Free UK NDA Template — Mutual & One-Way Non-Disclosure Agreement
Generate a UK Non-Disclosure Agreement in 30 seconds. Mutual or one-way, drafted under English law, with the right exclusions, term, and governing-law clauses. Used by founders, freelancers, and 5,000+ UK businesses.
NDAs cannot silence whistleblowing or harassment. Under the Public Interest Disclosure Act 1998 and SRA guidance, UK NDAs cannot prevent disclosure of criminal conduct, regulatory breaches, or harassment. Our templates explicitly carve these out — both because the law requires it, and because clauses that try to silence victims are unenforceable and invite reputational damage.
Yes — generation is free. Free accounts produce one watermarked document per month. Pro (£14.99/mo) and Elite (£24.99/mo) plans give unlimited clean PDFs and access to additional AI-driven features like Smart Doc Reader and the Legal Analyser.
Can I sign electronically?
Yes — UK NDAs can be signed electronically under the Electronic Communications Act 2000. DocuSign, HelloSign, Adobe Sign, or even a typed name in an email are all accepted by English courts as valid signatures for NDAs.
What if the other party breaches the NDA?
Remedies include: (1) damages — proven loss flowing from the breach; (2) account of profits — the breaching party gives up profits made; (3) injunctive relief — court order to stop using or disclosing the information; (4) springboard injunctions — preventing the breaching party from using the head start gained.
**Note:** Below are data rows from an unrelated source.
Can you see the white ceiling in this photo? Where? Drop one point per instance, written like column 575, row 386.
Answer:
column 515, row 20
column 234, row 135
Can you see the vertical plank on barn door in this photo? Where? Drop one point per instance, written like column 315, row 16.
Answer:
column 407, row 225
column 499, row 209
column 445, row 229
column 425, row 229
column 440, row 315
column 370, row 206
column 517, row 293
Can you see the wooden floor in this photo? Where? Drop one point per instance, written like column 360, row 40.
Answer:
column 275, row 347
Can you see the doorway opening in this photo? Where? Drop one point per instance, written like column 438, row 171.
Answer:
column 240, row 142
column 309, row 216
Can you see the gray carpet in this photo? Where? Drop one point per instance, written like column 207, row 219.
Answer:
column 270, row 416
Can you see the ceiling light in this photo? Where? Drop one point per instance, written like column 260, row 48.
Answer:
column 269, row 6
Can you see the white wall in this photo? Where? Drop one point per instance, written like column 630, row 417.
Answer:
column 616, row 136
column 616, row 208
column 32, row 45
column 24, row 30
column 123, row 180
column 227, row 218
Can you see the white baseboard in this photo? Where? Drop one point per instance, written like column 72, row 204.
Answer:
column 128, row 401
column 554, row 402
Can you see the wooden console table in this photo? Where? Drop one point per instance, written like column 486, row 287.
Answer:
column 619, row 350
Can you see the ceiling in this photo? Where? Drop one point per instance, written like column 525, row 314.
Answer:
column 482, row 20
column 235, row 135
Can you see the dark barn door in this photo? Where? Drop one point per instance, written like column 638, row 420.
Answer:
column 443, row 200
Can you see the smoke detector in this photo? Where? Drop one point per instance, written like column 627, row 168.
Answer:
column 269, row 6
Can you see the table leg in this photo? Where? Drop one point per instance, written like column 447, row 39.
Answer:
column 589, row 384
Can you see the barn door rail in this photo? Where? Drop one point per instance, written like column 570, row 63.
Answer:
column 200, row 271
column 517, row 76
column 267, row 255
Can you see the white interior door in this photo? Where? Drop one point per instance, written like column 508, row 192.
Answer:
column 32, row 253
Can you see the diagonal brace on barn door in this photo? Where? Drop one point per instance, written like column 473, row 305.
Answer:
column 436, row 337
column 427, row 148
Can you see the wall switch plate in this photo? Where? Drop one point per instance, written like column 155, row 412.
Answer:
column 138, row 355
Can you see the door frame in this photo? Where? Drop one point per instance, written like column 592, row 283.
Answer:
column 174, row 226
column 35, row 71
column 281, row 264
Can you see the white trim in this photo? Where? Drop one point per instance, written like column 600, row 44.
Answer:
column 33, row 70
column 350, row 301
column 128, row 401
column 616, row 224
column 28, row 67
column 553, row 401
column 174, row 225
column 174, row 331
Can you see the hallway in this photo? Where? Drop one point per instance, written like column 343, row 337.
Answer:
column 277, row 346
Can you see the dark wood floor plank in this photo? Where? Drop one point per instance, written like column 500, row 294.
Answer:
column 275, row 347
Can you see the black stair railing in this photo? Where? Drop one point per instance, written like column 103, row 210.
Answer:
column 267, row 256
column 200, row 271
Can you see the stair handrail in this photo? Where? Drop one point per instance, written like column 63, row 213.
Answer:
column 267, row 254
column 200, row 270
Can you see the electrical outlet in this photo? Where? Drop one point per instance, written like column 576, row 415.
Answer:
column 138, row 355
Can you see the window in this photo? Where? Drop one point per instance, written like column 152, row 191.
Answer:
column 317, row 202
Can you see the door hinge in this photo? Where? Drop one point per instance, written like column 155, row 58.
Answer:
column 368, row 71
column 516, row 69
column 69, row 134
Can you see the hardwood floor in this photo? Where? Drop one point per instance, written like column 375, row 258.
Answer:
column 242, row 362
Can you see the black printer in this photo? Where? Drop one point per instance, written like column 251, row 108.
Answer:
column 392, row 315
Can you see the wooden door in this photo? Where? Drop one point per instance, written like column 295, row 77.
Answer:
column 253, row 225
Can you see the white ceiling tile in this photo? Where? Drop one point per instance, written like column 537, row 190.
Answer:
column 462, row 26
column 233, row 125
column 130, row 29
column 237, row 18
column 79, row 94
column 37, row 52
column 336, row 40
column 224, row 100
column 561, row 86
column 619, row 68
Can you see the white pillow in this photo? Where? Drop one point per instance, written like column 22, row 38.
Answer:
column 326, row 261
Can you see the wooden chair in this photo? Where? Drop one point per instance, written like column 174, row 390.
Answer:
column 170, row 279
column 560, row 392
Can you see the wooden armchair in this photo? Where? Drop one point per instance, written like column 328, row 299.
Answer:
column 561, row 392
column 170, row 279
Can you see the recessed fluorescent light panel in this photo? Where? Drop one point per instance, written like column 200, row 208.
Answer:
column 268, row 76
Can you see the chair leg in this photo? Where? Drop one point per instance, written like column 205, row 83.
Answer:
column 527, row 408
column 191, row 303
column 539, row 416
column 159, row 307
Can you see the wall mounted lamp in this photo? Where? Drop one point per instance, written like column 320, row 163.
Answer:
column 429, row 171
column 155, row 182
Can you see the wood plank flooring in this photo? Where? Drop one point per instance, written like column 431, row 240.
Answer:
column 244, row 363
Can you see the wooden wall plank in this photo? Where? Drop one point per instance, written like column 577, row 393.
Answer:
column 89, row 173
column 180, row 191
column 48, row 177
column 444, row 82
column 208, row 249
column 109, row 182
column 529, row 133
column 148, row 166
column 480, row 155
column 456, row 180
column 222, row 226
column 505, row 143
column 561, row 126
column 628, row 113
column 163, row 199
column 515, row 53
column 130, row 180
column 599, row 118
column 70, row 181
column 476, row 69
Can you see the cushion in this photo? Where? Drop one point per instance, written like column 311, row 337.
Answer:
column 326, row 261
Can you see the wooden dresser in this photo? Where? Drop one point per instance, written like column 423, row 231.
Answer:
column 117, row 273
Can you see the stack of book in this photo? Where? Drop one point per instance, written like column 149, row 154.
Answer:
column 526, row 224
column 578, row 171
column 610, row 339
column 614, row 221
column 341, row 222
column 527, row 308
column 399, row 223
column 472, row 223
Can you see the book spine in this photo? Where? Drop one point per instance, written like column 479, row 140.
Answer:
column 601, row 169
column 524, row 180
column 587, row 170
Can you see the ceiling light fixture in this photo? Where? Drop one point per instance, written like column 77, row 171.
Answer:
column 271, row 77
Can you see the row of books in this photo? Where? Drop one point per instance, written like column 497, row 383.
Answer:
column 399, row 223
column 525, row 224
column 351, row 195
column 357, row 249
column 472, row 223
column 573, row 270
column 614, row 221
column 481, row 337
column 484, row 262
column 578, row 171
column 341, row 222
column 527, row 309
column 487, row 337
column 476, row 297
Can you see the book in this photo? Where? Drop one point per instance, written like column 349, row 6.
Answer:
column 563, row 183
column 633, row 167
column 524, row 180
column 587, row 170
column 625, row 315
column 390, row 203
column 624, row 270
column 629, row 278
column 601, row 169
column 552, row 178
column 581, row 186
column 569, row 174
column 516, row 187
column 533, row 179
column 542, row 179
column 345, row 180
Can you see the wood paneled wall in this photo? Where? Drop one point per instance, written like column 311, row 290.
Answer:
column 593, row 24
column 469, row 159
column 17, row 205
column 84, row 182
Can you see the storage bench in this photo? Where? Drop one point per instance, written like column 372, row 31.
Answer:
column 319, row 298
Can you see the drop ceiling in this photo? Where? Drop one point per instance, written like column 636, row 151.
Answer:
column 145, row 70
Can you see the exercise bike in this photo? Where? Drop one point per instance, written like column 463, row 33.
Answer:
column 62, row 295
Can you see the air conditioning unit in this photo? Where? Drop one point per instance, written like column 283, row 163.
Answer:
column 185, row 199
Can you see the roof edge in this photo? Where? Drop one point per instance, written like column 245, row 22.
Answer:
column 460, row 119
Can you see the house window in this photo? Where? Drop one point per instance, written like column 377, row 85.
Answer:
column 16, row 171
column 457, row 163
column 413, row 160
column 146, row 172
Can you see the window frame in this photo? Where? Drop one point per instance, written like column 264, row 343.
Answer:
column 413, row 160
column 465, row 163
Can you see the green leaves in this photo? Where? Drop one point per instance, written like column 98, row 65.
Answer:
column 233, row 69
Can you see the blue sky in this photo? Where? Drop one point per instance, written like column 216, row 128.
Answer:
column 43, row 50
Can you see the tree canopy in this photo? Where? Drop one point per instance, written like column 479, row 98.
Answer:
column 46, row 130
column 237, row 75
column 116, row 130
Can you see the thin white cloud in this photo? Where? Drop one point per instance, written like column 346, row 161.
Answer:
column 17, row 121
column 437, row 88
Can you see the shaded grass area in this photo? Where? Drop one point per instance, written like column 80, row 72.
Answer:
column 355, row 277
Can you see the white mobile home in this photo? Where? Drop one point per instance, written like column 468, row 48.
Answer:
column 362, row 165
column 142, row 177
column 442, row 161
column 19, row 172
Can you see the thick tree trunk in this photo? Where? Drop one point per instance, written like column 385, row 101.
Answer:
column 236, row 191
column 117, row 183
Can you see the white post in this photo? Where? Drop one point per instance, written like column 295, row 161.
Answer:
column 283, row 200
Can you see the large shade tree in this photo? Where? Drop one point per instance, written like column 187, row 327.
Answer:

Speak to a solicitor as soon as you suspect a breach — speed matters for injunctions.
Should I use a UK NDA when working with a US company?
If the work, the information, or either party is UK-based, a UK NDA with English governing law is usually preferable — it's enforceable here without recognition proceedings. For purely US-side disputes, a US NDA (Delaware or California) may be more appropriate. Speak to a solicitor for cross-border deals.
Do I need a solicitor to review it?
For low-stakes situations (typical contractor engagements, early founder discussions), the template is sufficient. For high-value M&A, IP-heavy deals, or unusual disclosures, a solicitor review (£200-500) is a sensible insurance policy.